Bisher hat sich noch keiner dieser Ansätze gefestigt. Viele Gerichte bemühen sich aber, die Schadensschätzung möglichst einfach und praktikabel zu halten. Das ist angesichts einer überlasteten Justiz, der steigenden Zahl an Kartellschadensersatzklagen und der hohen Komplexität ökonometrischer Gutachten kaum verwunderlich. In diese Richtung dürften auch die Überlegungen des LG Berlin gegangen sein: Indem es keine gerichtlichen Gutachter beauftragte und stattdessen auf Grundlage der vorgelegten ökonometrischen Parteigutachten selbst zu einer Schadensschätzung gelangte, konnte es insgesamt schneller entscheiden.
Streit über IAW-Gutachten
Das Gericht legte seiner Schätzung das sogenannte ‚IAW-Gutachten‘ zugrunde. Dieses statistische Gutachten des Instituts für Angewandte Wirtschaftsforschung hatten rund 50 Abnehmer von Gleisoberbaumaterialien in Deutschland 2014 eingeholt. Das Gutachten dient der Schätzung der durchschnittlichen kartellbedingten Preisaufschläge und soll die Bezifferung eines (Mindest-)Schadens ermöglichen.
Die Beklagtenseite jedoch kritisiert, dass sich das LG Berlin zwar mit der Methodik des IAW-Gutachtens auseinandergesetzt, die darin verwerteten Rohdaten aber selbst nicht geprüft habe. Gegen das Urteil wollen die Beklagten Berufung einlegen.
Vertreter Berliner Verkehrsbetriebe (BVG)

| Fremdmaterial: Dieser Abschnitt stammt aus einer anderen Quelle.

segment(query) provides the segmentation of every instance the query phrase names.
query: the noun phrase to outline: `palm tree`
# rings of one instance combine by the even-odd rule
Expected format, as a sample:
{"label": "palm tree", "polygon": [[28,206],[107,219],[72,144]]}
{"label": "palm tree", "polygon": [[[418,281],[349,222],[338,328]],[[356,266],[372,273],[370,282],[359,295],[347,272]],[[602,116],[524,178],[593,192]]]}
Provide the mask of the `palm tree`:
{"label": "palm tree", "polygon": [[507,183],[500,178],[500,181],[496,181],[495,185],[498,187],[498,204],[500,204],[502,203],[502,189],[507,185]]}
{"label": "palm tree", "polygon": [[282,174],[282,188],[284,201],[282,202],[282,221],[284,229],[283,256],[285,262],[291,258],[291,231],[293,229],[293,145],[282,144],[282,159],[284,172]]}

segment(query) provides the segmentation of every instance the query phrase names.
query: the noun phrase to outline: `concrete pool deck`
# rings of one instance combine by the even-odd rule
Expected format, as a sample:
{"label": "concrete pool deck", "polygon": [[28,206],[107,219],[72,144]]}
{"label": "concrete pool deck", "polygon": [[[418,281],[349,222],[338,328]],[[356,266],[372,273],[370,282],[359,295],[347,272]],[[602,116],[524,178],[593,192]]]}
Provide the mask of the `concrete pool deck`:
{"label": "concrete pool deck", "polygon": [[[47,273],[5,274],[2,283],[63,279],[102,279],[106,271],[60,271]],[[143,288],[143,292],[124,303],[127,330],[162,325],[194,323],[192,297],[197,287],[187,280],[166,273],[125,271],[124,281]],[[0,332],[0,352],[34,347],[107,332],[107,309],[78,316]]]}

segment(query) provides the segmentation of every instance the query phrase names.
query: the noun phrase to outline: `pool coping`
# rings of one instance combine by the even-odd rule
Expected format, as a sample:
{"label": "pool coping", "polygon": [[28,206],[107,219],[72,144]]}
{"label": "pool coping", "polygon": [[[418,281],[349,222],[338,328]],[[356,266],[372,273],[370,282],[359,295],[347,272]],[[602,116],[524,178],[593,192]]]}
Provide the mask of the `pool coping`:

Oppenländer (Stuttgart): Dr. Christoph Wolf (Kartellrecht), Dr. Matthias Lorenz (Prozessführung); Associates: Dr. Raphael Höll (Konfliktlösung), Dr. Christopher Réti (Kartellrecht)
Inhouse Recht (Berlin): Ute Bonde (Leiterin Recht und Compliance), Sonja Zeitler
Vertreter Schreck-Mieves und Balfour Beatty Rail
Görg (Hamburg): Dr. Maxim Kleine, Katja Weiß (beide Kartellrecht)
Vertreter Thyssenkrupp GfT Gleistechnik
Freshfields Bruckhaus Deringer (Düsseldorf): Dr. Roman Mallmann (Prozessführung), Dr. Uta Itzen (Kartellrecht), Jan Buschfeld; Associate: Stefanie Spancken-Monz (beide Prozessführung)
Vertreter Vossloh Laeis (Streithelferin)
SZA Schilling Zutt & Anschütz (Mannheim): Hans-Joachim Hellmann (Kartellrecht), Dr. Steffen Henn (Prozessführung)
Landgericht Berlin, 61. Zivilkammer
Dr. Peter Korth (Vorsitzender Richter)
Hintergrund: Oppenländer vertritt bundesweit Verkehrsbetriebe in zahlreichen Verfahren im Schienenkartell. Zuletzt war die Kanzlei auch an Entscheidungen des Bundesgerichtshofs beteiligt, die wegweisend für das Thema Kartellschadensersatz in Deutschland sind. Die Federführung haben die beiden Partner Wolf und Lorenz inne, die das Großmandat ursprünglich von Prof. Dr. Albrecht Bach übernommen haben.
Schreck-Mieves setzt nach wie vor auf Görg-Partner Kleine. Weiß, die inzwischen eine tragende Rolle in dem Mandat spielt, gehörte bereits bei Norton Rose Fulbright als Associate zu Kleines Team. Bei ihrem Wechsel zu Görg wurde sie Assoziierte Partnerin. Kleine war bereits während seiner Zeit bei Oppenhoff & Partner von dem Unternehmen mandatiert worden und hatte das Mandat 2014 erst zu Norton Rose Fulbright und 2021 zu Görg mitgenommen.
Zum gleichen Themenkomplex läuft ein Parallelverfahren, in dem Vossloh Laeis die Hauptbeklagte ist und die anderen Parteien als Streithelferinnen agieren.